# Young's Inequality for Increasing Functions/Equality

## Contents

## Theorem

Let $a_0$ and $b_0$ be strictly positive real numbers.

Let $f: \closedint 0 {a_0} \to \closedint 0 {b_0}$ be a strictly increasing bijection.

Let $a$ and $b$ be real numbers such that $0 \le a \le a_0$ and $0 \le b \le b_0$.

Then $b = \map f a$ if and only if:

- $\displaystyle a b = \int_0^a \map f u \rd u + \int_0^b \map {f^{-1} } v \rd v$

where $\displaystyle \int$ denotes the Darboux integral.

## Proof

### Necessary Condition

### Sufficient Condition

By Monotone Real Function is Darboux Integrable, $f$ and $f^{-1}$ are Darboux integrable.

Let $b = \map f a$.

Define:

- $\displaystyle A = \int_0^a \map f u \rd u + \int_0^b \map {f^{-1} } v \rd v$

Consider any subdivision $P = \set {x_0, x_1, \ldots, x_n}$ of the closed real interval $\closedint 0 a$.

Then:

- $f P = \set {\map f {x_0}, \map f {x_1}, \ldots, \map f {x_n} }$

is a subdivision of $\closedint 0 b$.

We have that:

\(\displaystyle \map U {P, f} + \map L {f P, f^{-1} }\) | \(=\) | \(\displaystyle \sum_{k \mathop = 1}^n \paren {x_k - x_{k - 1} } \map f {x_k} + \sum_{k \mathop = 1}^n \paren {\map f {x_k} - \map f {x_{k - 1} } } \map {f^{-1} } {\map f {x_{k - 1} } }\) | because $f$ and $f^{-1}$ are increasing | ||||||||||

\(\displaystyle \) | \(=\) | \(\displaystyle \sum_{k \mathop = 1}^n \paren {x_k \map f {x_k} - x_{k - 1} \map f {x_{k - 1} } }\) | by Summation is Linear | ||||||||||

\(\displaystyle \) | \(=\) | \(\displaystyle a b\) |

Similarly:

- $\map L {P, f} + \map U {f P, f^{-1} } = a b$

Let $\epsilon \in \R_{>0}$ be an arbitrary strictly positive real number.

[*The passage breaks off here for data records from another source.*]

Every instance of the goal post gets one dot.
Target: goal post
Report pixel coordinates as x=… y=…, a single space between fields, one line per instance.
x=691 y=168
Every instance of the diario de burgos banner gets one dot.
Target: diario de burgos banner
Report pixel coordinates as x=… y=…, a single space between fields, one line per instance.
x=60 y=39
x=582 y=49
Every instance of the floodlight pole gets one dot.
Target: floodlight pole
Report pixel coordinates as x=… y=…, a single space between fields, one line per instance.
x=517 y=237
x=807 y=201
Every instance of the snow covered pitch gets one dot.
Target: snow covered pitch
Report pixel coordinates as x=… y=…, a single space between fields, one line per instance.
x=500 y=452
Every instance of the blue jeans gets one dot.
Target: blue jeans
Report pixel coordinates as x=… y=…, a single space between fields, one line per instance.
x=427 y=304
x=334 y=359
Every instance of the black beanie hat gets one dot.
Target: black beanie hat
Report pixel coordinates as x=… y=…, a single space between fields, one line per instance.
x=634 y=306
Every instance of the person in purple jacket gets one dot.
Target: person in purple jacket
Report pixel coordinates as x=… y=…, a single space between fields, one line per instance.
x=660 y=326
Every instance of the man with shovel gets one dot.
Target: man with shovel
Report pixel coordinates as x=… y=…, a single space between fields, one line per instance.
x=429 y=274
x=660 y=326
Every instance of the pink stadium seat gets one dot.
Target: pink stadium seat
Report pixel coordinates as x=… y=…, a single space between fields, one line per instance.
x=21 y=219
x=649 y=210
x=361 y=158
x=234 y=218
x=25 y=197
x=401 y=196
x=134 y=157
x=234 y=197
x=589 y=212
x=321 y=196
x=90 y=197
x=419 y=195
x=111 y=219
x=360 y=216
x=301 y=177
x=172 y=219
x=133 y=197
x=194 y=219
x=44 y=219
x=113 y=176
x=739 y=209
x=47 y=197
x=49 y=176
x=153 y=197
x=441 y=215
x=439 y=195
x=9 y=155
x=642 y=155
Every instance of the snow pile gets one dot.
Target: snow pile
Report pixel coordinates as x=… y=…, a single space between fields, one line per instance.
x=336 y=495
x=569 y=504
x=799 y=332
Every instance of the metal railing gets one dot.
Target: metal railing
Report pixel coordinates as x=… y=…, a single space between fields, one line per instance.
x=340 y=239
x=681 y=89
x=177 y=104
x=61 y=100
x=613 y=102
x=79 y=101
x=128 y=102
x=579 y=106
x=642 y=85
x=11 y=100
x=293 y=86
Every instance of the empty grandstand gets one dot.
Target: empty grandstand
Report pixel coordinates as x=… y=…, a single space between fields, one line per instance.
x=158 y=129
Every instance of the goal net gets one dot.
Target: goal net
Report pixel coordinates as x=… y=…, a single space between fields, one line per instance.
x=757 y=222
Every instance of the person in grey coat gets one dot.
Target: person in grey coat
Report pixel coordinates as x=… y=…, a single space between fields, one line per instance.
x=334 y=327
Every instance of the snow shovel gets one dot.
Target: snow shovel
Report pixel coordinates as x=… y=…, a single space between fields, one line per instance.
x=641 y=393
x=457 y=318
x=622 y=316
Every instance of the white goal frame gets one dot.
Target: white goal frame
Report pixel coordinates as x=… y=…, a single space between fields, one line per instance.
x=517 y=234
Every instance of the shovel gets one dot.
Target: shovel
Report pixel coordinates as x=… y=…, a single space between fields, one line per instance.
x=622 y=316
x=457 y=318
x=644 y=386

By the definition of the Darboux integral, there exist subdivisions $P_+$ and $P_-$ of $\closedint 0 a$ such that:

- $a b = \map U {P_+, f} + \map L {f P_+, f^{-1} } < A + \epsilon$
- $a b = \map L {P_-, f} + \map U {f P_-, f^{-1} } > A - \epsilon$

The result follows from Real Plus Epsilon.

$\blacksquare$

## Source of Name

This entry was named for William Henry Young.